I have several thousand songs. I also like to have all my songs rated. The problem is I still have a few thousand that aren’t rated. When Smart Playlists came out, I thought I had the perfect solution: make a live-updating smart playlist of all unrated songs (or the ones I want to rate for the time being), let it play in the background, and rate the songs as I listen to them. If you’ve tried it, you know it’s a sound idea, but it just doesn’t work. As soon as you rate it, iTunes removes it from the playlist and proceeds to stop playing the song. Another problem is if you slip up and apply the wrong rating; iTunes makes it pretty damn hard to find the song to undo it.

So I chalked it up to something that would likely never get fixed (e.g. is it even a bug that needs fixing?) and relegated myself to updating the playlist manually every so often.

Then Party Shuffle came out. I thought, “How quaint. That’ll come in handy once I finish rating all my songs,” and never used it after that except to show it off as a feature that some other players don’t have (omitting the fact that I don’t use the darn feature myself).
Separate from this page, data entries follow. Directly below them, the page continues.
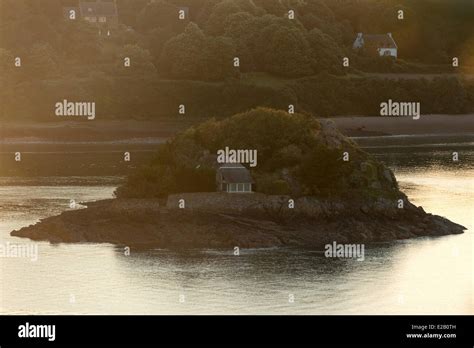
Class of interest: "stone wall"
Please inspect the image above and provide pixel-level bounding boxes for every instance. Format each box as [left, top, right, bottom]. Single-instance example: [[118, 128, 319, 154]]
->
[[166, 192, 406, 217]]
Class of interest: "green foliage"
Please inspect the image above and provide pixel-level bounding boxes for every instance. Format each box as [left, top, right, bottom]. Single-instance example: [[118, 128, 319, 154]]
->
[[0, 0, 474, 120], [117, 45, 156, 75]]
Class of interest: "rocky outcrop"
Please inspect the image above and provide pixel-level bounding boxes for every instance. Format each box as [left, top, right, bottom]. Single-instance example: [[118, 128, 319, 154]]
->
[[11, 197, 465, 250]]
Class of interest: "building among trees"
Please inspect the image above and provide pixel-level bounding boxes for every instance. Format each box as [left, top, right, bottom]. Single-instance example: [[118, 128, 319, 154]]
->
[[64, 0, 119, 28], [353, 33, 398, 58], [216, 163, 253, 193]]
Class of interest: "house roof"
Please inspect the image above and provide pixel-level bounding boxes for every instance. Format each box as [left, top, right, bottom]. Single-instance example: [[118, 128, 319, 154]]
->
[[79, 1, 117, 16], [219, 163, 253, 184], [362, 34, 397, 48]]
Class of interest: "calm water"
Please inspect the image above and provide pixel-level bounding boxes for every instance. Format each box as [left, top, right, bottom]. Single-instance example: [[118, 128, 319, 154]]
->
[[0, 139, 474, 314]]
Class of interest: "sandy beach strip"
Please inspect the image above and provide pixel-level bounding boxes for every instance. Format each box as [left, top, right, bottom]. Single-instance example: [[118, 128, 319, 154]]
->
[[331, 114, 474, 136], [0, 114, 474, 143]]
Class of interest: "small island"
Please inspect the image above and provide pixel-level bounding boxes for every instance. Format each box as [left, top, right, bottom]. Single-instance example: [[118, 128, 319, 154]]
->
[[11, 108, 465, 250]]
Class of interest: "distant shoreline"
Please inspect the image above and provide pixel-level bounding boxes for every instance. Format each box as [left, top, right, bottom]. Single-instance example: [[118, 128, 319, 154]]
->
[[0, 114, 474, 145]]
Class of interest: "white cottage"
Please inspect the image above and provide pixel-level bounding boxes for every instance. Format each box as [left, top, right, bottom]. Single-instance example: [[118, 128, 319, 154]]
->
[[353, 33, 398, 58]]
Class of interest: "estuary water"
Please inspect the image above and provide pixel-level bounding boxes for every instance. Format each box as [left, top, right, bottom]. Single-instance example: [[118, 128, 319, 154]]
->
[[0, 137, 474, 314]]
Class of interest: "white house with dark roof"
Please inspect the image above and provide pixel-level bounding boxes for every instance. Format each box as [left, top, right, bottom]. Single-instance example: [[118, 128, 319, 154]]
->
[[79, 0, 118, 27], [216, 163, 253, 193], [353, 33, 398, 58]]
I don’t remember what triggered the flash of inspiration, but I was talking with a co-worker, comparing music players of different platforms, saying iTunes does pretty much everything I want, but it had this one annoying behaviour that I wished they could fix.

It occurred to me that Party Shuffle can save a short list of previous played songs, as well as upcoming songs. What would happen with my Unrated smart playlist? Later that night I tried it out, and set Party Shuffle’s source to my smart playlist. Voila! That was the solution to my problems. When I rate the song, it gets removed from the smart playlist, but not from Party Shuffle, and the song continues to play. Plus I can go back a fix any misapplied ratings. It does exactly what I’ve been wanting to do for ages, and it was just sitting there unused.

For maximum effect, set upcoming songs to 0. More than that and you could get duplicates once the source playlist gets small enough.

Now if only they could do the whole Ogg thing natively.


Update (22 May 2007): I just saw on The Unofficial Apple Weblog an entry about a program called AutoRate that attempts to automatically rate your songs based on how many times the song has been played and how often it’s skipped. Might be handy for those of you out there that are either too busy or too lazy to rate your songs by hand. I’d be interested to know people’s results. I still prefer my method, though (but I’ll admit it does take time).